La guerra de Irán iniciada por EEUU e Israel el pasado 28 de febrero, además de provocar un gran encarecimiento en el precio de la energía y de los combustibles a nivel europeo, ha hecho que las energéticas obtengan beneficios extraordinarios.
Esas ganancias inesperadas derivadas del aumento del coste de la energía (llamadas coloquialmente 'beneficios caídos del cielo') ha provocado que España, Alemania, Italia, Austria y Portugal le reclamen a Bruselas la puesta en marcha de un impuesto que grave ese dinero adicional que están obteniendo las compañías del sector energético.
En concreto, fue a principios de este mes de abril cuando el vicepresidente primero y ministro de Economía, Comercio y Empresa, Carlos Cuerpo, junto a sus homólogos de Alemania, Italia, Austria y Portugal, enviaron una carta a la Comisión Europea solicitando la creación de un nuevo impuesto sobre los beneficios de las empresas energéticas tras el conflicto armado en Oriente Próximo.
En ese sentido, el ministro de Hacienda, Arcadi España, ha expresado recientemente, en una entrevista en TVE, que "España lo que va a hacer es monitorizar la situación actual, estudiar con nuestros socios comunitarios la opción que hemos planteado y luego se tomarán las decisiones que se tomen, pero nuestra opción, en este momento, es la opción europea".

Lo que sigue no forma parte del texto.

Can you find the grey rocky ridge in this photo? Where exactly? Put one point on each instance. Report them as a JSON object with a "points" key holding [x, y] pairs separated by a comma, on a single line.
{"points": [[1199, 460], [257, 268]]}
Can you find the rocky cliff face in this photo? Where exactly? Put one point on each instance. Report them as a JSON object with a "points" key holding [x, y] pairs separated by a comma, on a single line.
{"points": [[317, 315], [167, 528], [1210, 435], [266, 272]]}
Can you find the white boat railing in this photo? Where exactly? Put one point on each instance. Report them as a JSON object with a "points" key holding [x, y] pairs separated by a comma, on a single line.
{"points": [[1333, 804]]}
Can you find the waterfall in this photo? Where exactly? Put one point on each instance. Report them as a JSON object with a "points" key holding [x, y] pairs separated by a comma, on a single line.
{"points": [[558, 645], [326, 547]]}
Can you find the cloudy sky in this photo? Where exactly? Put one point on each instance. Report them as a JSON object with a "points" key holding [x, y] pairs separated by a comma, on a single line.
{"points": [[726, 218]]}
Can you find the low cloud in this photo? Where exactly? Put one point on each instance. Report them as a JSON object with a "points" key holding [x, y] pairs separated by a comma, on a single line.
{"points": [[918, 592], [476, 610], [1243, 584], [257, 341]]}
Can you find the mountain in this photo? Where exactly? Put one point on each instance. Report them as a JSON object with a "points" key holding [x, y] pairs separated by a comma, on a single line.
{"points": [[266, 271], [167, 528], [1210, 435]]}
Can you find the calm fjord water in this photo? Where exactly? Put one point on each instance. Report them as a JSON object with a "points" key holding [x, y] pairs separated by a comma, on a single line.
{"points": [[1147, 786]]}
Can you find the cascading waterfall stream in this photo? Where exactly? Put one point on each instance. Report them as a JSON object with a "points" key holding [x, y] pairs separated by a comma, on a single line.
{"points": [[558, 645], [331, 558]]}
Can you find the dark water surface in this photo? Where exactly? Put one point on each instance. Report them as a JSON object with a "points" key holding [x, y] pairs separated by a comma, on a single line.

Ursula von der Leyen no contempla crear un nuevo impuesto a las energéticas
Sin embargo, la presidenta de la Comisión Europea, Ursula von der Leyen, no está por la labor de aprobar a nivel europeo ninguna medida a través de la que incrementar la recaudación fiscal procedente de las energéticas.
El País ha tenido acceso a los diferentes borradores del paquete de medidas que el Ejecutivo comunitario está preparando para que el viejo continente haga frente al impacto energético de la guerra de Irán y en ninguno de ellos se contempla la posibilidad de aprobar ese nuevo impuesto sobre los 'beneficios caídos del cielo' de las energéticas.
Desde el mencionado medio aseguran que "Bruselas planea saldar la petición de España, Italia, Alemania, Austria y Portugal con una mención de que los Estados ya pueden hacerlo, a nivel nacional". Por lo tanto, todo apunta a que esa "opción europea" de la que hablaba el ministro de Hacienda no saldrá adelante.